Şair Zihni Kültür Merkezinde düzenlenen “Türkiye’de Deprem Sorunu. Yapılar Niye Yıkılıyor?” konulu konferansta üniversite öğrencilerine hitap eden Prof. Dr. Ercan, depremlerin Allah’ın bir lütfu olduğunu, depremler neticesinde çok önemli tabiat olaylarının meydana geldiğini belirterek, depremlerden kaynaklanan ölüm ve yıkımlar için bir suçlu aranacaksa bunun insanlar olduğunu kaydetti. Depremde can ve mal kaybının ülkelerin milli gelirleriyle ters orantılı olduğunu, Türkiye içinde de doğudan batıya gidildikçe depremin büyüklüğüne oranla can ve mal kayıplarının azaldığını belirten Ercan “Ülkemiz içerisinde dahi böyle bir gerçek söz konusu. Çünkü Doğu Anadolu’da gelir düzeyi neredeyse günlük bir dolarken Marmara’da yıllık 20-30 bin dolar… Dolayısıyla Batı’daki insan ev yaptırırken jeofizikçi, mimar, mühendis gibi teknik insanlardan profesyonel yardım alabiliyor. Doğu’da ise hala çamurdan yapılan evler bulunuyor. Hititlerden kalan yapı alışkanlığı 4 bin yıl geçmesine rağmen aynen devam ediyor.” dedi.
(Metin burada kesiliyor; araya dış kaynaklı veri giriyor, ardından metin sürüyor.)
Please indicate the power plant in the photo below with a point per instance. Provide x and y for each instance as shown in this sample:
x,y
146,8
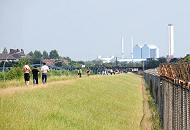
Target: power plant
x,y
171,40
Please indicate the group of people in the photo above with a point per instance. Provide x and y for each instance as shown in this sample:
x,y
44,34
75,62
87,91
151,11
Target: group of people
x,y
35,71
80,72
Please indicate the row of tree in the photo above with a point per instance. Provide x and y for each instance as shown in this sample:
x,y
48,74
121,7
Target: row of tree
x,y
53,54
Anadolu’nun kuzey ve güneyden sıkıştırılarak batıya doğru kaydırıldığını bunun da Türkiye’de etkili depremlerin oluşmasına sebep olduğunu belirten Ercan, Irak ve Adana-Hatay tarafından gelen fay hatlarının Kuzey Anadolu fay hattı ile birleştiği yer olan Bingöl’ün Karlıova ilçesinin deprem açısından talihsiz bir bölge olduğunu ifade etti.
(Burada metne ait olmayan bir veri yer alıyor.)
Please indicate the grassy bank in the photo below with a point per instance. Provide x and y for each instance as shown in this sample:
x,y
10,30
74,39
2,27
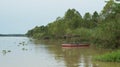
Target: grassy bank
x,y
109,57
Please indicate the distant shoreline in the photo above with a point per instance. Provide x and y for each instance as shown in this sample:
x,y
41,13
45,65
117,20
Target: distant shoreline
x,y
13,35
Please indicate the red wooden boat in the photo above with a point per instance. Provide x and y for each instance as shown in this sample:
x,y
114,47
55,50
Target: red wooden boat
x,y
75,45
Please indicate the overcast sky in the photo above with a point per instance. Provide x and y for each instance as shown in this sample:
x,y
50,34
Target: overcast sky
x,y
18,16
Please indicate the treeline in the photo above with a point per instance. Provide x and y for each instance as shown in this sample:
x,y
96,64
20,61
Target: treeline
x,y
101,29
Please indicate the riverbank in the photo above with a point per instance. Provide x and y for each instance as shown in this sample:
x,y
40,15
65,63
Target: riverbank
x,y
109,57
İstanbul’da 2050 yılına kadar bir deprem beklemediğini, muhtemel depremin büyüklüğünün ise 6-6,5 olarak tahmin ettiğini kaydeden Ercan, Marmara Denizindeki fayın daha erken kırılabileceğini ve bunun büyüklüğünün de 7-7,5 olacağını tahmin ettiğini söyledi. Bilimin depremin nerede olacağını belirleyebildiğini hatta zaman aralığını da tahmin edebildiğini vurgulayan Ercan, “Gölcük depreminden önce bu bölgede bir deprem olacağını tahmin etmiştik. Ancak ne yazık ki siyasilere ulaşamadık. Bizim en büyük sıkıntımız bu.” dedi.
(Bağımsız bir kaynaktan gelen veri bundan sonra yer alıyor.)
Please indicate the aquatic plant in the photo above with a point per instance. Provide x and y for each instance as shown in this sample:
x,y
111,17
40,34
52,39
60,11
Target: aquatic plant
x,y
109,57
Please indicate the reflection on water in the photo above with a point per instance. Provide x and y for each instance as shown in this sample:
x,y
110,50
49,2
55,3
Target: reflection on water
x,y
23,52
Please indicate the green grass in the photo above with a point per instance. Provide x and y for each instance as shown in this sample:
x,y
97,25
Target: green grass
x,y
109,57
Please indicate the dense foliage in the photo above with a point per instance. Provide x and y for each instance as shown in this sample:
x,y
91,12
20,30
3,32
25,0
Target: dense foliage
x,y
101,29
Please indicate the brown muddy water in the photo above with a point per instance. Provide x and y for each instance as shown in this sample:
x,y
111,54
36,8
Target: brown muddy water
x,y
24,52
Marmara Denizi ve İstanbul’da meydana gelecek depremlerin Türkiye ekonomisini dibe vurduracağını, yaklaşık zararın 250 milyar dolara ulaşacağını belirten Ercan, “Fakat biz hala İstanbul ve Marmara’yı bir cazibe merkezi haline getiriyoruz. Halbuki sanayiyi artık daha güvenli yerlere taşımamız lazım. Aksi takdirde oluşacak depremler Türkiye ekonomisini mahvedecek. Bu açıdan Bayburt çok güvenli bir yerleşim yeri. Sanayicilere buradan çağrı yapıyorum; gelin Bayburt’a tesisler kurun, fabrikalarınızı buraya taşıyın. Bayburt havaalanı için çok uygun. Bayburt’u sadece Trabzon’a bağlantılandırmak da yanlış. Yeni ulaşım güzergahları belirlenerek Bayburt güvenli bir sanayi şehri olabilir.” dedi.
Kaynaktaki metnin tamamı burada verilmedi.